After shaking at 0 rpm, suction filtration was performed, and the filtrate was separated into an aqueous layer and an ether layer. The ether layer was dried over magnesium sulfate, filtered, and concentrated under reduced pressure using a rotary evaporator at a low temperature of 30 ° C. to give a residue of 46.7.
to obtain mg. As a result of quantifying this residue by GC analysis by the internal vote method, the content of nootkatone was 26.5 mg (yield from valencene was 56.8%). Furthermore, when the residue obtained in this example was collected by GC and measured by NMR, it was in agreement with the standard product.
【0024】[実施例2]バレンセンのムコール・ムセ
ド、ムコール・ジャバニクス、ムコール・フラギリス、
ムコール・ヒエマリスによるヌートカトンへの変換反応
実施例1のムコール・ヒエマリス・エフ・ヒエマリスIF
O8567を、ムコール・ムセドIFO6750、ムコール・ジャバ
ニクスIFO5382、ムコール・フラギリスIFO9402、ムコー
ル・ヒエマリス・エフ・ヒエマリスIFO5834にかえて、
実施例1と同様の試験を行った。その結果、GC分析に
よって以下のヌートカトンの生成が確認された。Example 2 Valensen's Mucor Musedo, Mucor Javanes, Mucor Fragilis,
Mucor Hiemalis conversion reaction to nootkatone Mucor Hiemaris ef Hiemaris IF of Example 1
Replace O8567 with Mucor Musedo IFO6750, Mucor Javanes IFO5382, Mucor Fragilis IFO9402, Mucor Hiemalis F Hiemalis IFO5834,
The same test as in Example 1 was performed. As a result, generation of the following Nootkatone was confirmed by GC analysis.
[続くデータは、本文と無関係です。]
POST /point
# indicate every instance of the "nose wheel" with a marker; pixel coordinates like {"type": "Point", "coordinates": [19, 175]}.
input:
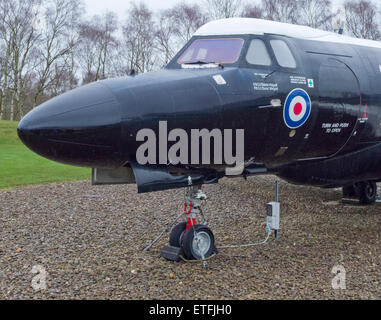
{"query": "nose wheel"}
{"type": "Point", "coordinates": [199, 243]}
{"type": "Point", "coordinates": [189, 240]}
{"type": "Point", "coordinates": [364, 193]}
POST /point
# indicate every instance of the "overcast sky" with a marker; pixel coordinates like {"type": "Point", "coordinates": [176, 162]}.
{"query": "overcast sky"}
{"type": "Point", "coordinates": [121, 6]}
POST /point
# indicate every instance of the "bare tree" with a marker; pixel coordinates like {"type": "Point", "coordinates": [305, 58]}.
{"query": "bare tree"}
{"type": "Point", "coordinates": [316, 13]}
{"type": "Point", "coordinates": [56, 43]}
{"type": "Point", "coordinates": [20, 37]}
{"type": "Point", "coordinates": [139, 38]}
{"type": "Point", "coordinates": [281, 10]}
{"type": "Point", "coordinates": [186, 19]}
{"type": "Point", "coordinates": [98, 41]}
{"type": "Point", "coordinates": [165, 36]}
{"type": "Point", "coordinates": [361, 19]}
{"type": "Point", "coordinates": [253, 11]}
{"type": "Point", "coordinates": [222, 9]}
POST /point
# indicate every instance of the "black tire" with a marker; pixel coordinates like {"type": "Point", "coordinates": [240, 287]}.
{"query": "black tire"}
{"type": "Point", "coordinates": [368, 192]}
{"type": "Point", "coordinates": [177, 234]}
{"type": "Point", "coordinates": [189, 246]}
{"type": "Point", "coordinates": [349, 192]}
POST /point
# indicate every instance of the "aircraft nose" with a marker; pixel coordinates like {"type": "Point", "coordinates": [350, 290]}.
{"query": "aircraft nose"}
{"type": "Point", "coordinates": [81, 128]}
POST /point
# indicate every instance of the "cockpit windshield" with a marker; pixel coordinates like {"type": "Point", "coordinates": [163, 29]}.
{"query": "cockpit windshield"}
{"type": "Point", "coordinates": [201, 51]}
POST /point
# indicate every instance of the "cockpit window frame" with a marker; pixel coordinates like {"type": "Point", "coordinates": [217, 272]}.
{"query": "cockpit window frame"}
{"type": "Point", "coordinates": [216, 39]}
{"type": "Point", "coordinates": [174, 65]}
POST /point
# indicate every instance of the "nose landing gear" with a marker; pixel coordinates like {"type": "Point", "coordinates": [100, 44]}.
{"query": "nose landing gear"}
{"type": "Point", "coordinates": [364, 193]}
{"type": "Point", "coordinates": [189, 240]}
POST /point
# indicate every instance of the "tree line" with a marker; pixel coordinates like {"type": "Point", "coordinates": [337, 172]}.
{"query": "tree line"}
{"type": "Point", "coordinates": [48, 47]}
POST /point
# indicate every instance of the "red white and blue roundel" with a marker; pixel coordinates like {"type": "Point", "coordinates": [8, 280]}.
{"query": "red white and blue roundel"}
{"type": "Point", "coordinates": [297, 108]}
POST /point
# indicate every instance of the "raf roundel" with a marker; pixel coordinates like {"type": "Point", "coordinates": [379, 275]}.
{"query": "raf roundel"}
{"type": "Point", "coordinates": [297, 108]}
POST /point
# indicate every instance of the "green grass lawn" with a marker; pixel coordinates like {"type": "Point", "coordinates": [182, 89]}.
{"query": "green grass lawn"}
{"type": "Point", "coordinates": [20, 166]}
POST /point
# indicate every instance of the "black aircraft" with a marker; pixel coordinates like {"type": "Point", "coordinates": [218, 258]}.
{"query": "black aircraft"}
{"type": "Point", "coordinates": [307, 99]}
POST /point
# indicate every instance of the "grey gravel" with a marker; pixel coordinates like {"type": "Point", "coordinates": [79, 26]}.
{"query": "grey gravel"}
{"type": "Point", "coordinates": [90, 241]}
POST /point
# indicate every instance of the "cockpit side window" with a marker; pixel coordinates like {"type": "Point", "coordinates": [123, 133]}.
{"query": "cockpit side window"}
{"type": "Point", "coordinates": [258, 53]}
{"type": "Point", "coordinates": [201, 51]}
{"type": "Point", "coordinates": [283, 54]}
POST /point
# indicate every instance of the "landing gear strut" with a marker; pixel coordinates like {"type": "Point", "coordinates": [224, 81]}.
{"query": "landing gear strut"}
{"type": "Point", "coordinates": [364, 192]}
{"type": "Point", "coordinates": [190, 240]}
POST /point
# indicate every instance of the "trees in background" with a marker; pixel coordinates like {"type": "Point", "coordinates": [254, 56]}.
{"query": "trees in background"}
{"type": "Point", "coordinates": [361, 19]}
{"type": "Point", "coordinates": [48, 46]}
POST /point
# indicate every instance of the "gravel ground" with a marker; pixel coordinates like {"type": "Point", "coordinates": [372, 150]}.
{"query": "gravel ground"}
{"type": "Point", "coordinates": [90, 241]}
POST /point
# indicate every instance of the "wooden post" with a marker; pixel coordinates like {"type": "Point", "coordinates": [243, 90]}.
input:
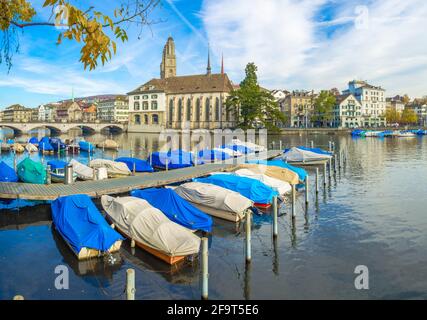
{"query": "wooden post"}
{"type": "Point", "coordinates": [248, 247]}
{"type": "Point", "coordinates": [317, 180]}
{"type": "Point", "coordinates": [130, 284]}
{"type": "Point", "coordinates": [306, 189]}
{"type": "Point", "coordinates": [293, 201]}
{"type": "Point", "coordinates": [275, 209]}
{"type": "Point", "coordinates": [324, 174]}
{"type": "Point", "coordinates": [48, 178]}
{"type": "Point", "coordinates": [205, 268]}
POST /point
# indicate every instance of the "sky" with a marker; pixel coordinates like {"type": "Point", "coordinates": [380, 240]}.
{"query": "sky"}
{"type": "Point", "coordinates": [306, 44]}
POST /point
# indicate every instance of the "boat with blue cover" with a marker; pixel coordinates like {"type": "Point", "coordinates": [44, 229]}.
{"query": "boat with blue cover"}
{"type": "Point", "coordinates": [134, 163]}
{"type": "Point", "coordinates": [30, 171]}
{"type": "Point", "coordinates": [176, 159]}
{"type": "Point", "coordinates": [175, 208]}
{"type": "Point", "coordinates": [57, 171]}
{"type": "Point", "coordinates": [213, 155]}
{"type": "Point", "coordinates": [86, 146]}
{"type": "Point", "coordinates": [83, 227]}
{"type": "Point", "coordinates": [7, 174]}
{"type": "Point", "coordinates": [261, 194]}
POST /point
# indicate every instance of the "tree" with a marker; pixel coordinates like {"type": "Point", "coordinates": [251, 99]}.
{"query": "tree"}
{"type": "Point", "coordinates": [324, 108]}
{"type": "Point", "coordinates": [409, 116]}
{"type": "Point", "coordinates": [94, 29]}
{"type": "Point", "coordinates": [254, 106]}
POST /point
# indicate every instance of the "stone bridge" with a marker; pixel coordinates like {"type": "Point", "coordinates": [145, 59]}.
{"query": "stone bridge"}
{"type": "Point", "coordinates": [59, 127]}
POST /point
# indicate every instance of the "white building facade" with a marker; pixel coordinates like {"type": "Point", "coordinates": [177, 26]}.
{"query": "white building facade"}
{"type": "Point", "coordinates": [372, 100]}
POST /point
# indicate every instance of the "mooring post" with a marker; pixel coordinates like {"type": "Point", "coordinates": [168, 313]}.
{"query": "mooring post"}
{"type": "Point", "coordinates": [306, 189]}
{"type": "Point", "coordinates": [130, 284]}
{"type": "Point", "coordinates": [48, 178]}
{"type": "Point", "coordinates": [205, 268]}
{"type": "Point", "coordinates": [317, 180]}
{"type": "Point", "coordinates": [324, 174]}
{"type": "Point", "coordinates": [293, 201]}
{"type": "Point", "coordinates": [248, 237]}
{"type": "Point", "coordinates": [275, 209]}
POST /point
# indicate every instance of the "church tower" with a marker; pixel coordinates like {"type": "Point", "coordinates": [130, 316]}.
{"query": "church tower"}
{"type": "Point", "coordinates": [168, 65]}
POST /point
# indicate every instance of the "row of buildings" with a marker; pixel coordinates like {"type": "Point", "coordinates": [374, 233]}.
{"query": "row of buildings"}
{"type": "Point", "coordinates": [198, 102]}
{"type": "Point", "coordinates": [110, 109]}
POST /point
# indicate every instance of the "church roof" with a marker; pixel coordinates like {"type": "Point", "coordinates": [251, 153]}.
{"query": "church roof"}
{"type": "Point", "coordinates": [187, 84]}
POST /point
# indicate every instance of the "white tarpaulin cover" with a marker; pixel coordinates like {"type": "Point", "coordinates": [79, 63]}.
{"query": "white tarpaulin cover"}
{"type": "Point", "coordinates": [272, 171]}
{"type": "Point", "coordinates": [248, 144]}
{"type": "Point", "coordinates": [298, 155]}
{"type": "Point", "coordinates": [282, 187]}
{"type": "Point", "coordinates": [214, 197]}
{"type": "Point", "coordinates": [83, 172]}
{"type": "Point", "coordinates": [149, 226]}
{"type": "Point", "coordinates": [114, 169]}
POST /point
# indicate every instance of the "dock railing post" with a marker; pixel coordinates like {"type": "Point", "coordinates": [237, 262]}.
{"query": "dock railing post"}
{"type": "Point", "coordinates": [248, 247]}
{"type": "Point", "coordinates": [130, 284]}
{"type": "Point", "coordinates": [275, 209]}
{"type": "Point", "coordinates": [317, 180]}
{"type": "Point", "coordinates": [293, 201]}
{"type": "Point", "coordinates": [48, 178]}
{"type": "Point", "coordinates": [306, 190]}
{"type": "Point", "coordinates": [205, 268]}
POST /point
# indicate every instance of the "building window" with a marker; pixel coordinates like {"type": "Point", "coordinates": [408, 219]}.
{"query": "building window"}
{"type": "Point", "coordinates": [155, 119]}
{"type": "Point", "coordinates": [179, 110]}
{"type": "Point", "coordinates": [207, 108]}
{"type": "Point", "coordinates": [188, 118]}
{"type": "Point", "coordinates": [217, 109]}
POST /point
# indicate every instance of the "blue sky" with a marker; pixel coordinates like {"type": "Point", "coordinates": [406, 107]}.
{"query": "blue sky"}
{"type": "Point", "coordinates": [306, 44]}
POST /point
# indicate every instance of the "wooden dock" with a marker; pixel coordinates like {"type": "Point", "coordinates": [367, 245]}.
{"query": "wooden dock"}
{"type": "Point", "coordinates": [28, 191]}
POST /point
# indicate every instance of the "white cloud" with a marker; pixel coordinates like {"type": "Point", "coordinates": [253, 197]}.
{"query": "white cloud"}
{"type": "Point", "coordinates": [292, 50]}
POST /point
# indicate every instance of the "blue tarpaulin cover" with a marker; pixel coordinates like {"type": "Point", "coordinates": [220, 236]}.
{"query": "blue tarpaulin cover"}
{"type": "Point", "coordinates": [7, 174]}
{"type": "Point", "coordinates": [212, 155]}
{"type": "Point", "coordinates": [81, 224]}
{"type": "Point", "coordinates": [175, 208]}
{"type": "Point", "coordinates": [237, 147]}
{"type": "Point", "coordinates": [176, 159]}
{"type": "Point", "coordinates": [86, 146]}
{"type": "Point", "coordinates": [252, 189]}
{"type": "Point", "coordinates": [56, 164]}
{"type": "Point", "coordinates": [33, 140]}
{"type": "Point", "coordinates": [140, 165]}
{"type": "Point", "coordinates": [282, 164]}
{"type": "Point", "coordinates": [44, 144]}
【0025】 使用菌株 ヌートカトン生成量 ムコール・ムセドIFO6750 25.0 mg ムコール・ジャバニクスIFO5382 24.6 mg ムコール・フラギリスIFO9402 28.8 mg ムコール・ヒエマリス・エフ・ヒエマリスIFO5834 18.6 mg[0025] Strains used Nootkatone production Mucor Musede IFO6750 25.0 mg Mucor Javanics IFO5382 24.6 mg Mucor fragilis IFO9402 28.8 mg Mucor Hiemalis F Hiemalis IFO5834 18.6 mg
【0026】なお、実施例1及び2の結果を特開平6-30
3967と比較すると、特開平6-303967では、ロドコッカス
属微生物の菌体懸濁液50mlを含む500mlフラスコに500mg
のバレンセンを添加して30℃で4日間培養した場合に
ヌートカトンが2.5mgしか得られていないのに対し、本
発明のヌートカトンの生成量は著しく高いことが確認さ
れた。The results of Examples 1 and 2 are shown in JP-A-6-30.
Compared with 3967, in JP-A-6-303967, 500 mg in a 500 ml flask containing 50 ml of cell suspension of Rhodococcus spp.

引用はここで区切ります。